Monarchs aren’t an endangered species, but this amazing migration is. Their over-wintering habitats are being lost as more and more land is cleared. During the summer months, food supplies are threatened as herbicides are used on the milkweeds that the caterpillars eat, and some of the other plants that the butterflies use as nectar sources. Insecticides used on mosquitoes and other insects are also killing both monarch caterpillars and butterflies.

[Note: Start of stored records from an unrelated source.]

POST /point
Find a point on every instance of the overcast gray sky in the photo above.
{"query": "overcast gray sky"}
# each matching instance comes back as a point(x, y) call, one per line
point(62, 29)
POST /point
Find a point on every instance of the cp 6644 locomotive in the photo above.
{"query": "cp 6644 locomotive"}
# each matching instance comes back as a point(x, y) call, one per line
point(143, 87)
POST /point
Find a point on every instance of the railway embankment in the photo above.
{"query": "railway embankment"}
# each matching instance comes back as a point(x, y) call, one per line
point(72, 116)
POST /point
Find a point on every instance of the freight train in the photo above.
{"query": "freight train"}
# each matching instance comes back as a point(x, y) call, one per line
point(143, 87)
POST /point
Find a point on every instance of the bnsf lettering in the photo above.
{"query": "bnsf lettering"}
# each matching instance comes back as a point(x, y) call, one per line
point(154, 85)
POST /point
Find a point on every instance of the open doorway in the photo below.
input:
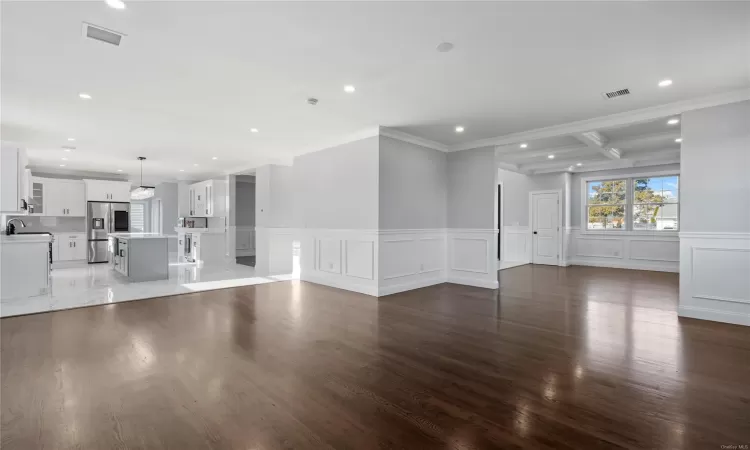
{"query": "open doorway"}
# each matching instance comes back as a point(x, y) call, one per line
point(245, 227)
point(500, 222)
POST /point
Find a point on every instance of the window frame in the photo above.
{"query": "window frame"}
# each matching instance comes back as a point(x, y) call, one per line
point(629, 202)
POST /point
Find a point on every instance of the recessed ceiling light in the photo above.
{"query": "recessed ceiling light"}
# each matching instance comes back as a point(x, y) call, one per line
point(116, 4)
point(444, 47)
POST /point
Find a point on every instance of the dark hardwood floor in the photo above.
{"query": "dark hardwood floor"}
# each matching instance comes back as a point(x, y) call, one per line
point(572, 358)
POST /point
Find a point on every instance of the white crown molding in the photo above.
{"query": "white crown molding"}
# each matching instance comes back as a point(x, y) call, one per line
point(628, 117)
point(411, 139)
point(713, 235)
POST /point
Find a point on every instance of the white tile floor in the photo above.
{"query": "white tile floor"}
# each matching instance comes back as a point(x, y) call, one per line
point(97, 284)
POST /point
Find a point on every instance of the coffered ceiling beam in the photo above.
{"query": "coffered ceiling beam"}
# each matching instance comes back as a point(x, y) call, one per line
point(598, 142)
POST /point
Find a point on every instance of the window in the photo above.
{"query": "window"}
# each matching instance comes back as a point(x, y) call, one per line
point(640, 203)
point(656, 203)
point(606, 204)
point(137, 217)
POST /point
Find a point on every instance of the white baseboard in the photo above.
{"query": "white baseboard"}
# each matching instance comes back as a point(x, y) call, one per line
point(487, 284)
point(715, 315)
point(396, 288)
point(617, 264)
point(347, 286)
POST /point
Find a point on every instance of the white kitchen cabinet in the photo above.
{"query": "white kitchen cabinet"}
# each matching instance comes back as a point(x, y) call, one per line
point(60, 197)
point(70, 247)
point(107, 191)
point(13, 178)
point(208, 198)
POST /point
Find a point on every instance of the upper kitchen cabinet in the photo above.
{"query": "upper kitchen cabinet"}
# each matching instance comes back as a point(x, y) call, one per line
point(13, 179)
point(107, 191)
point(57, 197)
point(208, 198)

If it weren’t for another batch of monarch caterpillars I found, I would have gone on blaming the wren for the disappearance of Clyde and Claudette. In one of the hoop houses at the nursery where we keep perennial re-stock, grew a common milkweed. Though it was rooted between the houses, it escaped the mowers by growing up under the shade cloth, its stalks reaching nearly three feet above the potted perennials surrounding it. A couple of weeks ago, I noticed the familiar white, black and yellow stripes on its leaves, and found not one or two, but five monarch caterpillars on the plant, and another crawling outside of the house, on the shade cloth. I didn’t have my camera, but brought it the following day … only to discover there were no caterpillars to capture on film. Every last one of them was gone! Frass and chewed leaves were the only evidence that they’d been there.
I decided some investigative work needed to be done, and set out on the Information Super Highway to see if I could determine what was eating my caterpillars. It was just as I had thought: monarchs taste bad. The milkweed the caterpillars eat and store in their bodies even as adult butterflies, contains a toxin. This defense mechanism works so well, that birds that have attempted munching monarch caterpillars and butterflies rarely try the same dish twice. In one study, birds that previously ate monarchs got physically ill and vomited upon even seeing another monarch. So it was doubtful the wren ate both Clyde and Claudette, or that the caterpillars at work were eaten by birds.
There are other predators though, that aren’t bothered by the milkweed toxin. Spiders, wasps, and some other insects, will eat the caterpillars, but this too seemed unlikely to me. There were just too many caterpillars that disappeared in too short a time for me to believe that insects were the culprits.
Cats? They’re a common denominator at home and at work. A big orange one walks down the sidewalk past my house each morning, returning home after a night out on the town, and just recently we noticed a stray at the nursery, prowling the children’s garden…which is close to the hoop houses. Does “erpillar” mean “free food” in feline? Is a caterpillar an advertisement for a feline open buffet? There were no signs of a struggle; no broken stems, disturbed mulch or kitty footprints in my garden, and no overturned pots in the hoop house. I suppose I’ll never know where my caterpillars went.
But this past Sunday, I found this little guy on the same hoop-house milkweed. He’s extra-special – a part of the last generation of the season, and one of those that’ll migrate in a few weeks. I hope he makes it; I hope he’s still around to give it a try.